Ege Kökel, diplômée de l'Université des Arts appliqués de Vienne, a imaginé à quoi ressemblerait la vie si les biotechnologies étaient utilisées pour ramener les dodos, en tant que commentaire sur l'impact de la recherche sur la désextinction.

Appelé Dodo dans la salle, le projet comprend un modèle semblable à l'origami d'un dodo, un museau de dodo, un "catalogue" des dodos proposés comme animaux de compagnie et trois œufs de dodo.

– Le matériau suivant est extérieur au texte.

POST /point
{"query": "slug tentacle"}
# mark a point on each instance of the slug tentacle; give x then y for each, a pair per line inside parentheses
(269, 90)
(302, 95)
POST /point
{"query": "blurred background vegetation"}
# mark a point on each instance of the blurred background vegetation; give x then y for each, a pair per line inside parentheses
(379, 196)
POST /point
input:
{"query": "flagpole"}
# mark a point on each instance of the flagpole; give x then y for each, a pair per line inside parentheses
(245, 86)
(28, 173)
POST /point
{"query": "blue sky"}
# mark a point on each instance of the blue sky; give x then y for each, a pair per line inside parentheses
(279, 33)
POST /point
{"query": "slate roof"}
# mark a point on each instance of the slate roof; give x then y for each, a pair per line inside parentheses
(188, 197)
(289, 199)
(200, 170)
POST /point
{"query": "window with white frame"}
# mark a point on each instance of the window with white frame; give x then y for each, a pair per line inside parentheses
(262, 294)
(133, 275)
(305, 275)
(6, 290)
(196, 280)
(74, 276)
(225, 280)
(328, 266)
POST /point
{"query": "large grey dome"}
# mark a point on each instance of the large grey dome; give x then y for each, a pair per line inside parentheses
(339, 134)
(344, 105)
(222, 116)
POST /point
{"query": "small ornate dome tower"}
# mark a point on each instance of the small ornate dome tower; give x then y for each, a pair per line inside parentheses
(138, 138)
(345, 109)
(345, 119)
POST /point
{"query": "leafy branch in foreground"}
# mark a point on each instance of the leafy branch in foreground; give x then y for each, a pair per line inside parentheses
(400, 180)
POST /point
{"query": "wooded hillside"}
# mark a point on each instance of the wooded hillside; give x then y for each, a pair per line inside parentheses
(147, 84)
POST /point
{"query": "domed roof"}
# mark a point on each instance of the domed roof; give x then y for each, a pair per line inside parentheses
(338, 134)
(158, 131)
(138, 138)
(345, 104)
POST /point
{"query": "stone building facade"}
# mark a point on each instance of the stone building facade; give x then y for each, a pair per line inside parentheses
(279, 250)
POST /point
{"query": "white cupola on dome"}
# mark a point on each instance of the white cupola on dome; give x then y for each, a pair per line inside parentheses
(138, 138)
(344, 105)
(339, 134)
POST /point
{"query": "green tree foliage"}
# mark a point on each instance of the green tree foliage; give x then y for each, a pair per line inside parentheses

Il imagine un scénario hypothétique où les dodos ont été ramenés à la vie grâce aux biotechnologies.

Le projet de extinction d'Ege Kökel imagine un monde avec des dodos comme animaux de compagnie

Comme Kökel l'a dit à Dezeen, la première fois qu'elle est tombée sur le sujet, elle était à la fois extrêmement impressionnée par la science et également confuse, laissant de nombreuses questions sur l'éthique, la légalité, les objectifs et les "conséquences imprévues" de l'idée.

Elle a donc décidé de l'explorer davantage et de résoudre les questions sans réponse qu'elle avait sur le sujet, ce qui a conduit à son projet Dodo in the Room.

Le projet de extinction d'Ege Kökel imagine un monde avec des dodos comme animaux de compagnie

"L'utilisation de nouvelles biotechnologies pour ramener des espèces disparues a été, et est toujours, un sujet largement débattu", a déclaré Kökel. "Alors que la science-fiction a déjà surmené ce fantasme, il est devenu plus que de la fiction."

"Les chercheurs font de plus en plus de progrès, en particulier dans les premières étapes de la extinction", a-t-elle poursuivi. "Cependant, les étapes après le retour des espèces disparues sont moins explorées, mais tout aussi importantes."

"L'élevage en captivité et le retour dans la nature sont des idéaux de désextinction, mais y a-t-il d'autres possibilités que nous devons considérer, éviter ou chérir?" elle a continué.

Le projet de extinction d'Ege Kökel imagine un monde avec des dodos comme animaux de compagnie

Le projet comprend également une interview fictive avec la première propriétaire de Dodo viennois et son compagnon dodo pour montrer comment nous cohabiterions avec les espèces inexploitées si elles devaient être intégrées dans la société.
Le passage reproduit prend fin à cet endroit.